Mondelez has also assisted farmers to diversify their incomes by growing and selling coconuts and cassava or making soaps.

“If you introduce interventions, production can double. But it could be 10 times that,” said Ms Peprah-Amekudzi.

She tells the story of one woman who went from three bags to 75, raking in $AU14,000 a season — that’s more than you’d get selling mobile cases.

“She paid attention to training; she weeds and prunes on time, she applies fertiliser. She told me that originally she was just a trader — now she is a businesswoman.”

Not every farmer is so positive. When selling through Fairtrade, they were paid a premium, above the market price, for their beans. But George Adusei, who runs a farmers co-op, told news.com.au farmers on the new Cocoa Life program had seen that premium whittled away.

“Oh yes, we have disagreed with Mondelez. When they moved away from Fairtrade they reduced the premium from $US200 a bag to $US30 and now $US80. We have come to a new agreement but many farmers were not happy.”

A Mondelez spokesman said farmers could choose to sell their beans through Fairtrade or Cocoa Life and none should be receiving any less they were previously. The Cocoa Life premium, combined with better farming techniques, has the potential to greatly hike farmers’ total incomes, he said.

But won’t growing more cocoa depress the global price even further? The company said Cocoa Life beans made up a small proportion of global production and farmers on the program earned a third to half more than other farmers.

A single map (below) sums up the severity of the issue. With climate change, it shows how suitable the land will be to grow cocoa in 2050. The vast splashes of orange and red show land that will be far more challenging, if not impossible, to grow the crop on with current farming methods.

Climate change is another huge challenge. The Sahara to the north is encroaching on Ghana. America’s National Oceanic and Atmospheric Administration has warned rising temperatures could decimate this narrow equatorial strip by 2050, effectively rendering cocoa extinct, only able to be grown on higher, cooler ground and no longer a mass produced product.

Farmers are being encouraged to plant “shade” trees to shelter the fragile cocoa plants, grow stronger variants and introduce irrigation.

And then there’s child labour. The 2018 Cocoa Barometer found 2.1 million children in Ghana and neighbouring Côte d’Ivoire were working on farms. “Not a single company or government is anywhere near reaching the sector-wide objective of the elimination of child labour,” was the scathing assessment.

The firm says its an issue that only companies, government and communities working together can solve. Mondelez has insisted it’s playing its part with tens of thousands of farmers educated about child labour and committees set up in villages to ensure kids are at school and not on the land.

More schools, more awareness and rising incomes will reduce child labour, it said.

“We need to take a look at what we mean by child labour. A child helping out in school holidays may be learning the trade of their parents,” said Ms Peprah-Amekudzi.

“But that child shouldn’t be put in hazardous situations. That child should not be wielding a machete.”

Ghana has an aim is to eradicate the “worst forms” of child labour, such as cutting pods from trees. News.com.au did not see any kids working on farms, indeed many were in school uniforms.

But, occasionally, on the side of a road, a young teenager was spied with a machete. There was no suggestion they came from Mondelez farms and none were seen using the knife.

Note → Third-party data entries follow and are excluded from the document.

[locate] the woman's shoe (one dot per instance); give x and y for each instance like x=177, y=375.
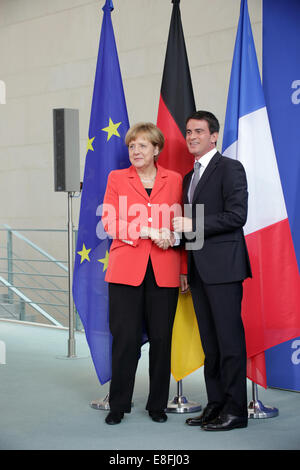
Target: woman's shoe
x=158, y=416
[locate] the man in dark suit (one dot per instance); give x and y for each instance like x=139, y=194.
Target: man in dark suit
x=216, y=272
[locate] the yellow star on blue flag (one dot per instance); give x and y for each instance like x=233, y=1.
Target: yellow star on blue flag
x=111, y=129
x=106, y=151
x=90, y=144
x=84, y=253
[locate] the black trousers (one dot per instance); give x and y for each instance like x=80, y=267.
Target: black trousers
x=218, y=311
x=131, y=310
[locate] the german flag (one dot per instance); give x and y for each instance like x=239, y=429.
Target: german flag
x=175, y=105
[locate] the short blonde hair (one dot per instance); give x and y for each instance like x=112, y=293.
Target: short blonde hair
x=150, y=131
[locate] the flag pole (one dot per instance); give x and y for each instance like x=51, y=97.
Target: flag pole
x=180, y=404
x=256, y=410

Oheno Baofo, of the Atta ne Atta community, says the Cocoa Life program has bolstered his income.Source:Supplied

In the village of Atta ne Atta, community leader Oheno Baofo showed news.com.au his farm.

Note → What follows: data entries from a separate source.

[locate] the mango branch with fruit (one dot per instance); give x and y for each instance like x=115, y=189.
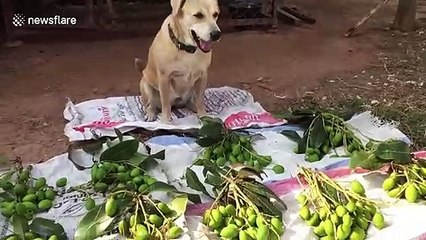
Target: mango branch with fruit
x=336, y=212
x=225, y=147
x=245, y=209
x=324, y=133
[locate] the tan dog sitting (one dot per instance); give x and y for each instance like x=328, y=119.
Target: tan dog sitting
x=176, y=72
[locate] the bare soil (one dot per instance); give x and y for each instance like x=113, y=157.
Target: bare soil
x=37, y=77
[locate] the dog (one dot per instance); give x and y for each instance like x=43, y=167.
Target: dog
x=175, y=74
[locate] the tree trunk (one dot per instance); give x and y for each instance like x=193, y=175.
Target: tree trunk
x=7, y=13
x=405, y=17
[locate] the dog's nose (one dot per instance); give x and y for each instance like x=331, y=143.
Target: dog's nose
x=215, y=35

He was confident that smarter farming and bigger profits would make his young family think twice before leaving the land to sell sneakers.

“We want Cocoa Life to work because we want you to have lots of chocolate and we would like to have the money.”

Is he rich? Beneath the equatorial sun, in the dappled shade of one of his bulging cocoa trees, Mr Baofo chuckled.

“I am a partially rich man”.

— The reporter travelled to Ghana with the assistance of Cadbury Australia, part of Mondelez.